Reporting - time for standardization?

[This is a repost of my forum post here. Comments welcome but perhaps most usefully posted as replies in the forum. Also, a tip of the hat to forum members BitHead and kovar for providing the impetus.]

I'd like to pick up on one or two comments from an earlier thread and bring the subject of report standardization into the spotlight.

This is a subject area which has cropped up before (in these forums and elsewhere) and also one which has given me pause for thought in practice - in common with most of us here, I imagine. I think the time is right to give some serious consideration as to whether the standard of reporting delivered by computer forensics practitioners is all that it could be and, more specifically, is the introduction of a suitably structured and widely accepted model a worthwhile goal to aim for.

A number of benefits have already been suggested for such a model, some of these being increased efficiency, increased accuracy, improvements in communicating with other parties and an increase in professional credibility. In addition, two paths have been suggested for achieving this goal - one, get the major computer forensic groups and organisations to agree on such a model and push it out to their members, the other, develop a model at a grass roots level and grow support and acceptance for it amongst members of the various computer forensics forums.

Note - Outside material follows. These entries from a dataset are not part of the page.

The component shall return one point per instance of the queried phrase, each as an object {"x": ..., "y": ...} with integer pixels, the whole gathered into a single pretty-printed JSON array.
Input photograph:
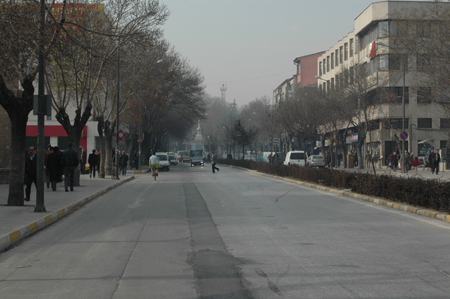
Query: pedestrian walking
[
  {"x": 393, "y": 161},
  {"x": 47, "y": 175},
  {"x": 70, "y": 159},
  {"x": 339, "y": 159},
  {"x": 435, "y": 159},
  {"x": 429, "y": 154},
  {"x": 368, "y": 159},
  {"x": 213, "y": 162},
  {"x": 55, "y": 167},
  {"x": 328, "y": 157},
  {"x": 416, "y": 163},
  {"x": 93, "y": 162},
  {"x": 123, "y": 162},
  {"x": 30, "y": 171},
  {"x": 83, "y": 161}
]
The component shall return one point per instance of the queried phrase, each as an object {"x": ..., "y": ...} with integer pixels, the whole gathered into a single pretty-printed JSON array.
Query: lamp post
[
  {"x": 403, "y": 103},
  {"x": 117, "y": 112}
]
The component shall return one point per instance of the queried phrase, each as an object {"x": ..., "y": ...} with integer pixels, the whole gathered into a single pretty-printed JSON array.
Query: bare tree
[{"x": 21, "y": 40}]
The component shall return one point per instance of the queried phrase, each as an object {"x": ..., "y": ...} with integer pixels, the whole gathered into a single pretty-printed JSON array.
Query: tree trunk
[
  {"x": 16, "y": 181},
  {"x": 18, "y": 110},
  {"x": 74, "y": 131}
]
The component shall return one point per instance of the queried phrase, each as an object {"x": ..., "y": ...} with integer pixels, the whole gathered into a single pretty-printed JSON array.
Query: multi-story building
[
  {"x": 306, "y": 72},
  {"x": 386, "y": 22}
]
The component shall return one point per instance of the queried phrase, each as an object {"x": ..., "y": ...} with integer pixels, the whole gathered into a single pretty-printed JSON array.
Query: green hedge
[{"x": 430, "y": 194}]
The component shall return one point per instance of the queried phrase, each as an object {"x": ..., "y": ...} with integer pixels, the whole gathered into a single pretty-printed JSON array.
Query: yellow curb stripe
[
  {"x": 412, "y": 209},
  {"x": 14, "y": 236},
  {"x": 396, "y": 206},
  {"x": 430, "y": 214}
]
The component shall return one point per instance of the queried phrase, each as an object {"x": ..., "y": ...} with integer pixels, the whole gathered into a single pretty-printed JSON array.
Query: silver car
[{"x": 316, "y": 161}]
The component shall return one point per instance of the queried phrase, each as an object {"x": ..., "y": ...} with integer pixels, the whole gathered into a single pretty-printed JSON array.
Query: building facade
[{"x": 385, "y": 23}]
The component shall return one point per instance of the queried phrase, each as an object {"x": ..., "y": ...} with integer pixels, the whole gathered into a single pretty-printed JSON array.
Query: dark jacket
[
  {"x": 93, "y": 159},
  {"x": 123, "y": 160},
  {"x": 55, "y": 166},
  {"x": 31, "y": 166},
  {"x": 70, "y": 158}
]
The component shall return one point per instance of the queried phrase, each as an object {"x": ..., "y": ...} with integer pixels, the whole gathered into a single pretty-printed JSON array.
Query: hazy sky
[{"x": 250, "y": 45}]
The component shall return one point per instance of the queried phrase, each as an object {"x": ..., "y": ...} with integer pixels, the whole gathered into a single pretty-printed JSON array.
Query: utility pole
[{"x": 40, "y": 176}]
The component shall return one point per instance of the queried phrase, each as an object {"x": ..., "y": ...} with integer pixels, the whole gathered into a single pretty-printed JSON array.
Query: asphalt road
[{"x": 194, "y": 234}]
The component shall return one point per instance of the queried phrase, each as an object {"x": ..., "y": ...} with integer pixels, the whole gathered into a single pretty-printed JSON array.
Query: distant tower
[{"x": 223, "y": 90}]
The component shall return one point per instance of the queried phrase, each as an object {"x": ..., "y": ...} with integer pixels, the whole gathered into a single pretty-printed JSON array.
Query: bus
[{"x": 183, "y": 156}]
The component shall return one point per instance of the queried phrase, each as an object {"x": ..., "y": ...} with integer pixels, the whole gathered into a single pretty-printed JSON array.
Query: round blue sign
[{"x": 404, "y": 135}]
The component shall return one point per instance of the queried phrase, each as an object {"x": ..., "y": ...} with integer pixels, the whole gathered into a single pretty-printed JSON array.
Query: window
[
  {"x": 393, "y": 95},
  {"x": 424, "y": 123},
  {"x": 352, "y": 74},
  {"x": 346, "y": 51},
  {"x": 396, "y": 123},
  {"x": 423, "y": 28},
  {"x": 445, "y": 123},
  {"x": 422, "y": 61},
  {"x": 352, "y": 47},
  {"x": 424, "y": 95},
  {"x": 398, "y": 28}
]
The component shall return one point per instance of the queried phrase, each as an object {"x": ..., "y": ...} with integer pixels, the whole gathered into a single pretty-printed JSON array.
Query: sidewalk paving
[
  {"x": 422, "y": 172},
  {"x": 17, "y": 223}
]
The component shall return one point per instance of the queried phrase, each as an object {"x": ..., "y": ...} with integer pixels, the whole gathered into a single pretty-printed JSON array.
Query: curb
[
  {"x": 17, "y": 235},
  {"x": 379, "y": 201}
]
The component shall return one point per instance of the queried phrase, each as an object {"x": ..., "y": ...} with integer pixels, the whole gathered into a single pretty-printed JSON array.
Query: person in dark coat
[
  {"x": 30, "y": 171},
  {"x": 435, "y": 159},
  {"x": 70, "y": 159},
  {"x": 47, "y": 175},
  {"x": 93, "y": 162},
  {"x": 83, "y": 160},
  {"x": 123, "y": 162},
  {"x": 55, "y": 167}
]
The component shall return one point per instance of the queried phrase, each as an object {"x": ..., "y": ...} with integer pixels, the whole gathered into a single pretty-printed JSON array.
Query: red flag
[{"x": 373, "y": 50}]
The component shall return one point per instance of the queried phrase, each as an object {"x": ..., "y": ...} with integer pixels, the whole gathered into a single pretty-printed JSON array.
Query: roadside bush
[{"x": 431, "y": 194}]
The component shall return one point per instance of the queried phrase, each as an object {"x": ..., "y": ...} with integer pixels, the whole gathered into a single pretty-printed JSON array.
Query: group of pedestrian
[
  {"x": 57, "y": 164},
  {"x": 433, "y": 160}
]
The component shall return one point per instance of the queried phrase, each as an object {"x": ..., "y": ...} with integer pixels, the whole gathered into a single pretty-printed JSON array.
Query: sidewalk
[
  {"x": 422, "y": 172},
  {"x": 17, "y": 223}
]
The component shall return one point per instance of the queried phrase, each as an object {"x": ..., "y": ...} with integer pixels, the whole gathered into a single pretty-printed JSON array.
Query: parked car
[
  {"x": 250, "y": 158},
  {"x": 265, "y": 157},
  {"x": 295, "y": 158},
  {"x": 315, "y": 161},
  {"x": 163, "y": 160}
]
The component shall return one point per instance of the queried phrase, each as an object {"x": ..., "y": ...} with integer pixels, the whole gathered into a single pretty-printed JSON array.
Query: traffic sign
[{"x": 404, "y": 135}]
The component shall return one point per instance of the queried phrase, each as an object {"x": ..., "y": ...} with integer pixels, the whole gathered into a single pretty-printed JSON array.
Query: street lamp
[{"x": 403, "y": 103}]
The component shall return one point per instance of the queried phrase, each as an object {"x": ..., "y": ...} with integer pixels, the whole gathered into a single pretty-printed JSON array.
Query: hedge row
[{"x": 430, "y": 194}]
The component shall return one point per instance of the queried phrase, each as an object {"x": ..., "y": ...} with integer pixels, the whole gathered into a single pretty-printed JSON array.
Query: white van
[{"x": 295, "y": 158}]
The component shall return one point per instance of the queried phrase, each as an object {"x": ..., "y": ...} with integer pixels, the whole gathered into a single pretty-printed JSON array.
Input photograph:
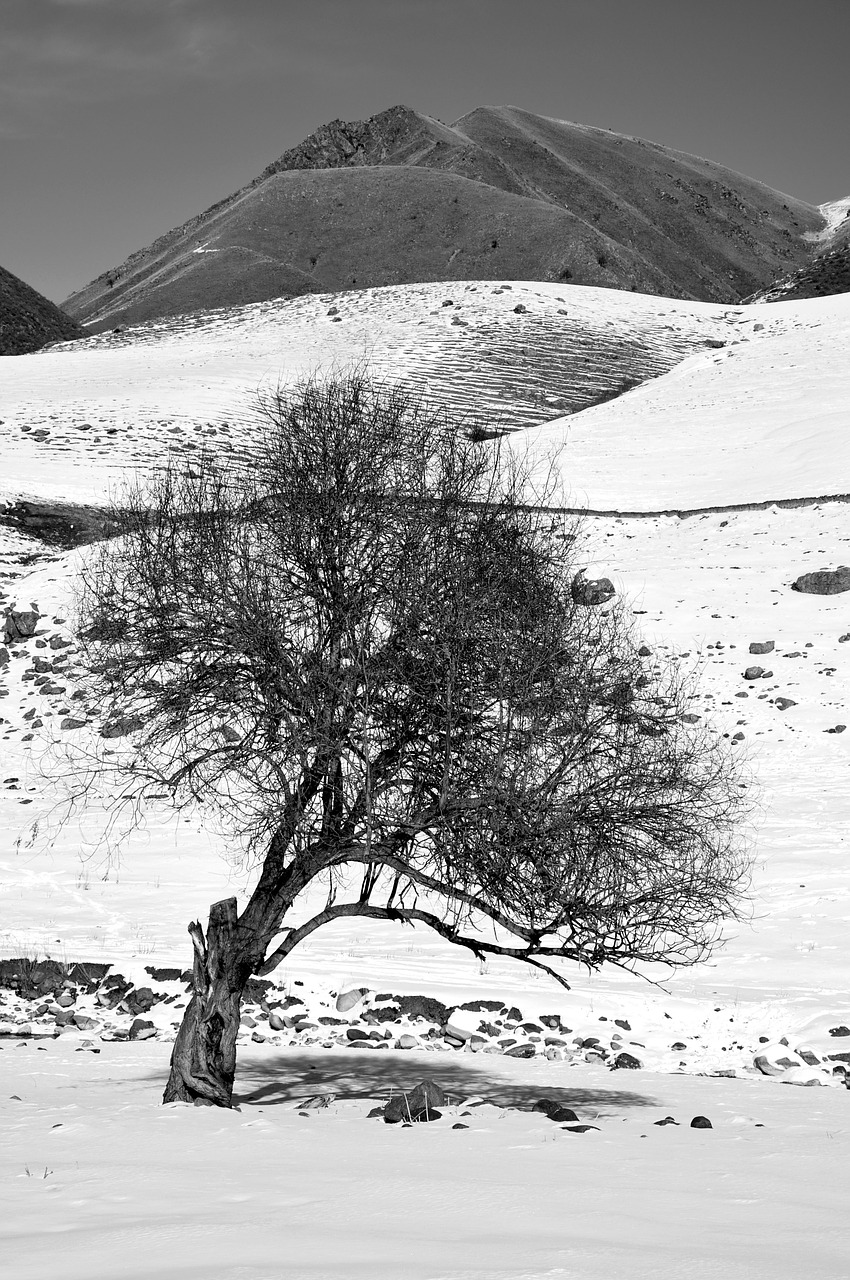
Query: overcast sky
[{"x": 122, "y": 118}]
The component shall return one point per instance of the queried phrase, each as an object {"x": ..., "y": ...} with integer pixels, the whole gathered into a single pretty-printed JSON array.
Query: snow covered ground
[{"x": 137, "y": 1191}]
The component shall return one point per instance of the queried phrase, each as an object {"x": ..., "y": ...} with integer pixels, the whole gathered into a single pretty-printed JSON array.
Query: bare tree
[{"x": 362, "y": 652}]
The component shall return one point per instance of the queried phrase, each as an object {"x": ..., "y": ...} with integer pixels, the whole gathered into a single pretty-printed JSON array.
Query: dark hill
[
  {"x": 499, "y": 195},
  {"x": 28, "y": 320}
]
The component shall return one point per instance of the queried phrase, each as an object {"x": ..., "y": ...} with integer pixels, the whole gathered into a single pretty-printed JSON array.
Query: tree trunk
[{"x": 204, "y": 1055}]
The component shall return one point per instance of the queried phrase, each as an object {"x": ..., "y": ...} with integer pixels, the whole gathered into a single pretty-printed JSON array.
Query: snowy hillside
[{"x": 741, "y": 408}]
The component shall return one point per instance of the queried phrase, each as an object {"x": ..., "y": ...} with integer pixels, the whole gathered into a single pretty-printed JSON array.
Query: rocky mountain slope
[
  {"x": 499, "y": 195},
  {"x": 28, "y": 320}
]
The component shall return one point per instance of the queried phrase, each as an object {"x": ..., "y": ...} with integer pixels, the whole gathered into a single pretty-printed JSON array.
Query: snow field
[
  {"x": 101, "y": 1183},
  {"x": 135, "y": 1189}
]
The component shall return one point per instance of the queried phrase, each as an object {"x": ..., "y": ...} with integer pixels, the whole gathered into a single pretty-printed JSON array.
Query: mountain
[
  {"x": 502, "y": 193},
  {"x": 28, "y": 320}
]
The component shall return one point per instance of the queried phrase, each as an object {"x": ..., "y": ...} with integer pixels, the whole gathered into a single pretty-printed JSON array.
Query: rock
[
  {"x": 142, "y": 1029},
  {"x": 122, "y": 726},
  {"x": 462, "y": 1024},
  {"x": 346, "y": 1000},
  {"x": 595, "y": 590},
  {"x": 419, "y": 1104},
  {"x": 21, "y": 624},
  {"x": 776, "y": 1059},
  {"x": 163, "y": 974},
  {"x": 423, "y": 1006},
  {"x": 554, "y": 1110},
  {"x": 825, "y": 581}
]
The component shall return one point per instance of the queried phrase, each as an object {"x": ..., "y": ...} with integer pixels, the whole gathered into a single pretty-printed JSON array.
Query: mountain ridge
[
  {"x": 618, "y": 211},
  {"x": 28, "y": 320}
]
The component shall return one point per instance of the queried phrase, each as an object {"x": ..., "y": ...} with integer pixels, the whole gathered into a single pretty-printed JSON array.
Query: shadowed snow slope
[
  {"x": 501, "y": 356},
  {"x": 99, "y": 1183},
  {"x": 763, "y": 420}
]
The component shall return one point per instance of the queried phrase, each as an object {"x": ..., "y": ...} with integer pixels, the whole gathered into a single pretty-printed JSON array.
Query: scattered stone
[
  {"x": 122, "y": 727},
  {"x": 423, "y": 1006},
  {"x": 21, "y": 624},
  {"x": 85, "y": 1023},
  {"x": 346, "y": 1000},
  {"x": 590, "y": 592},
  {"x": 142, "y": 1029},
  {"x": 825, "y": 581},
  {"x": 419, "y": 1104}
]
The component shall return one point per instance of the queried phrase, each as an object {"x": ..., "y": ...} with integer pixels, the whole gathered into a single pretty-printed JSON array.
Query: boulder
[
  {"x": 142, "y": 1029},
  {"x": 346, "y": 1000},
  {"x": 592, "y": 590},
  {"x": 21, "y": 624},
  {"x": 122, "y": 727},
  {"x": 419, "y": 1104},
  {"x": 828, "y": 581},
  {"x": 423, "y": 1006}
]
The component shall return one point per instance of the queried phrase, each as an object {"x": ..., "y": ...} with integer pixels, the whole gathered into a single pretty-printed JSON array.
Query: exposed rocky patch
[{"x": 28, "y": 320}]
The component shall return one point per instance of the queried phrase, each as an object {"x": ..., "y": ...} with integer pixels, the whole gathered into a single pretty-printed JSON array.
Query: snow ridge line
[{"x": 685, "y": 512}]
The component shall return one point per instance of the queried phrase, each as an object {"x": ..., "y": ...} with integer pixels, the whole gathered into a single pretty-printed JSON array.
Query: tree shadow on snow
[{"x": 291, "y": 1075}]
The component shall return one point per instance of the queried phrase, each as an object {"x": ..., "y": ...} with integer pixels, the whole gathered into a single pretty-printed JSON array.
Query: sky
[{"x": 122, "y": 118}]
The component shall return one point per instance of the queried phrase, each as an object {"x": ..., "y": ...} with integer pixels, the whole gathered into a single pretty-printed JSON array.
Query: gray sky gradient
[{"x": 122, "y": 118}]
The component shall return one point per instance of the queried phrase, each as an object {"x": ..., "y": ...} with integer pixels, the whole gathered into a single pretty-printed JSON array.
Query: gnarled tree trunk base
[{"x": 204, "y": 1055}]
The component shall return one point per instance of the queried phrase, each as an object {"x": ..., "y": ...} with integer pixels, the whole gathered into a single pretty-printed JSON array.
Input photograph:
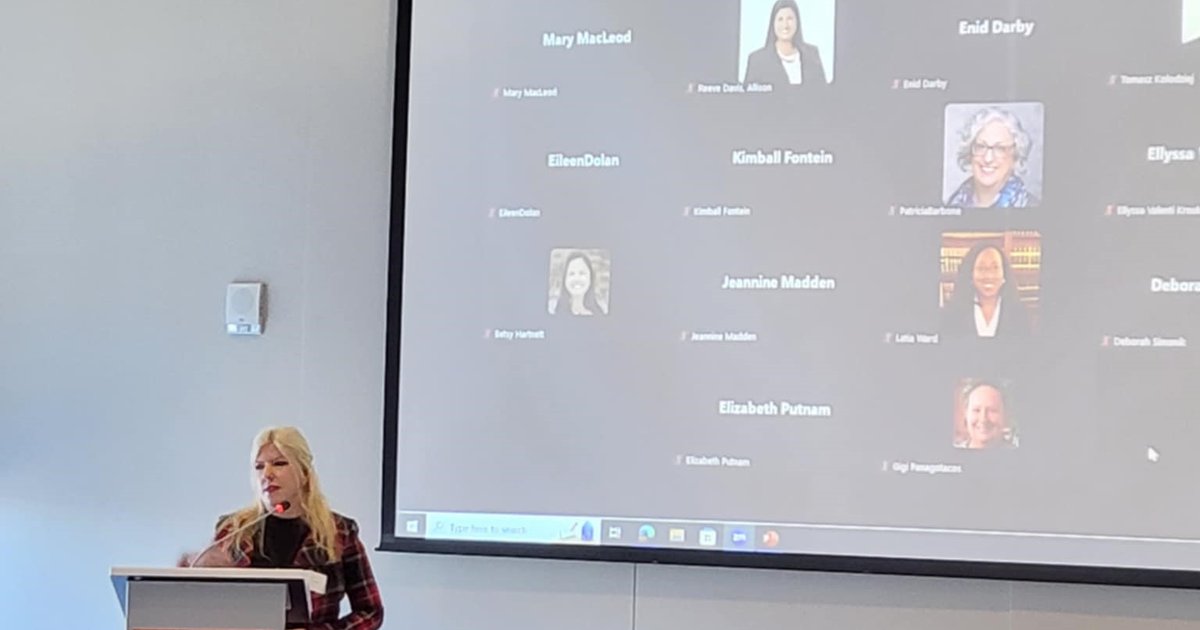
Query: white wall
[{"x": 154, "y": 150}]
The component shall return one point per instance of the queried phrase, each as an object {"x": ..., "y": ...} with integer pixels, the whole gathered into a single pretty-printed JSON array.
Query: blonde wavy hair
[{"x": 313, "y": 507}]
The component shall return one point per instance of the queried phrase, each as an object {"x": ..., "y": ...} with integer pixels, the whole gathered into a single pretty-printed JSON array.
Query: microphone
[{"x": 279, "y": 508}]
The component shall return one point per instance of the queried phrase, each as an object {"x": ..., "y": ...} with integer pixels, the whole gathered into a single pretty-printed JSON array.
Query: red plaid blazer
[{"x": 351, "y": 577}]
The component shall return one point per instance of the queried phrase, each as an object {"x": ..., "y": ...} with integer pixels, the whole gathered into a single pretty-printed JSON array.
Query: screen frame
[{"x": 796, "y": 562}]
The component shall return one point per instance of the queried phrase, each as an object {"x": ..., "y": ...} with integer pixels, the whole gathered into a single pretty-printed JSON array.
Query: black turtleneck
[{"x": 282, "y": 539}]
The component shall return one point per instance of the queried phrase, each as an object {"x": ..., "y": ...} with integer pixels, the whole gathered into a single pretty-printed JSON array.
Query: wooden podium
[{"x": 227, "y": 599}]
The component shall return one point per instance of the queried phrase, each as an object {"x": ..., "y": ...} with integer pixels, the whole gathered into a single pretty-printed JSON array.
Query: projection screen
[{"x": 828, "y": 283}]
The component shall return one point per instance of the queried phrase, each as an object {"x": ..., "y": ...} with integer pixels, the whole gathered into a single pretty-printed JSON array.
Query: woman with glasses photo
[{"x": 994, "y": 148}]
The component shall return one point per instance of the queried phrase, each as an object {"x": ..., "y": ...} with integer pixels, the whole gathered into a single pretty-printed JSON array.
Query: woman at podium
[{"x": 291, "y": 526}]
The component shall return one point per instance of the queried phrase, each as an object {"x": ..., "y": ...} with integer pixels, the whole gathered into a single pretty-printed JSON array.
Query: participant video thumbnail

I'd like to request further comments from all of us here. Do you think there's anything wrong in principle with a standardized reporting model? If not, could such a model be developed which serves to provide the benefits mentioned above without undue restriction being placed on the report writer? What would be the best way of creating such a model? Would the time and effort spent developing a suitable model be worthwhile?

All thoughts welcome!

1 comment:

Anonymous said...

I can see some benefit of standardisation to reporting but surely examinations are so very different and have many variables that would not fit a standard.